Let’s make this the last Liberal Party post for a while

It’s almost too kind to describe it as a death-wish. The Australian Liberal Party seems to be engaged in a quest for self-degradation and destruction of a kind that it’s hard to find precedents for. At least, that’s if we take seriously – as it now appears we must – the reports that it is set to elect Tony Abbott as its next federal president.

The federal presidency is not traditionally a high-profile role. Its purpose is to supervise the party’s federal organisation, but even administratively it is not very powerful: the organisational weight of the party is with its state divisions, and federal control is limited. It would not be quite fair to describe the presidency as a sinecure, but it would not be far from the truth. If its holder is frequently in the public eye, that’s a sign that something has gone wrong.

One previous president made a public splash: corporate fraudster John Elliott, who held the job from 1987 to 1990. (Three-year terms are the norm, sometimes repeated, although in theory the position is elected every year.) Elliott schemed to enter parliament himself and generally made life a misery for the party’s leaders, principally John Howard. The party has since tried to avoid repeating the experience: in 2011 Peter Reith was favorite for the job but ruined his chances by promising to take an activist role. The more sedate Alan Stockdale won a second term instead.
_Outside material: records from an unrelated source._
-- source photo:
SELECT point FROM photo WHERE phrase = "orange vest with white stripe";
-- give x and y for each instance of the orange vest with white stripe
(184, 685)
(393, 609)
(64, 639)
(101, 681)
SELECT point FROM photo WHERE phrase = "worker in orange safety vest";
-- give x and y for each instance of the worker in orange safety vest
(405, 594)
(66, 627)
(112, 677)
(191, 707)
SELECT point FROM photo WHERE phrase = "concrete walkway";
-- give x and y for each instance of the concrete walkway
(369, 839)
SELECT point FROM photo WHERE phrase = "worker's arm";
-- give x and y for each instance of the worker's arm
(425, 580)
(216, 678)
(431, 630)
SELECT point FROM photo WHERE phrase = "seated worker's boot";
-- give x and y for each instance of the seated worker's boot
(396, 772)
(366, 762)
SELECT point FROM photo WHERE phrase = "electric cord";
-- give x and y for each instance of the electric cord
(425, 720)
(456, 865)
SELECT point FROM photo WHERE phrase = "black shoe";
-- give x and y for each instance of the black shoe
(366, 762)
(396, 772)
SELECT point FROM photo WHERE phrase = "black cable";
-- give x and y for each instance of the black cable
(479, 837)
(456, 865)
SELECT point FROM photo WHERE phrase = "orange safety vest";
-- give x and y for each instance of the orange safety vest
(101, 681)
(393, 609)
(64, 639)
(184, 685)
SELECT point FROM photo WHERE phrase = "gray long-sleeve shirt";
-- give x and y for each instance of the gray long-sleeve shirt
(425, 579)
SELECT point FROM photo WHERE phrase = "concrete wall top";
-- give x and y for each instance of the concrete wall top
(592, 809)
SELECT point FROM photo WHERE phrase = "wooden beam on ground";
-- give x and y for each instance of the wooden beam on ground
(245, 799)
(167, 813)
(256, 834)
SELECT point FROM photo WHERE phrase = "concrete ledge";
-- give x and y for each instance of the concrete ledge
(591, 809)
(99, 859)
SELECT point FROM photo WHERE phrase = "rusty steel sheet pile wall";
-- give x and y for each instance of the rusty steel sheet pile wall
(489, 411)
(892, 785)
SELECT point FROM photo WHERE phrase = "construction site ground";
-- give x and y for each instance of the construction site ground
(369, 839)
No Liberal leader has ever gone on to serve as president, but two have been serious contenders. Malcolm Fraser wanted the job in 1993, but eventually withdrew rather than contest a vote that he would have lost (leaving Tony Staley to be elected unopposed), and Alexander Downer was the subject of discussions in 2008, but nothing eventuated. It is probably not coincidental that both occasions followed major electoral defeats for the party – recycling a former leader can easily be seen as a sign of desperation.

This year, “desperation” is putting it mildly. Abbott and Downer are the two declared candidates: as Bernard Keane puts it, “Australia’s worst prime minister” against its “worst foreign affairs minister.” I described Downer’s candidacy in 2008 as “a rather tasteless joke” and he appears to have learnt nothing since; he remains a clueless practitioner of tribal hard-right politics. Yet with Abbott as his opponent he goes into the contest (in another Hindenburg moment) with the backing of the party’s left.

Not that it will do him any good. The right controls the federal organisation, and if it wants Abbott then that’s who it will get. Paul Sakkal at Channel Nine reports that “Sources with knowledge of the numbers in the 113-person federal council said the conservatives had about 70 of those votes sewn up for Abbott.”

A large part of the president’s job is to act as the leader’s eyes and ears in the organisation, so a leader who makes their preference clear – as Angus Taylor has for Abbott – is unlikely to be disappointed. And, to be fair, there’s a nice symmetry between the utter idiocy of Abbott as president and the utter idiocy of making Taylor leader in the first place.

In the parallel universe that Abbott and his boosters inhabit, of course, it all makes sense. Whatever the problem, the answer is always to move further to the right. But even among his ideological soulmates there are some who think that Abbott is just so much a loose cannon that he may damage their cause within the party.

And outside the party, the voters are looking on with bewilderment. Abbott will simply reinforce all their perceptions of a party that cares nothing for women, immigrants, young people or indeed democracy itself. The voters who agree with those positions are unlikely to be tempted, since they can get all that and more from One Nation (and without Abbott’s uncharacteristic scepticism about Vladimir Putin).

Meanwhile, the much larger number who disagree will just move further beyond the party’s reach.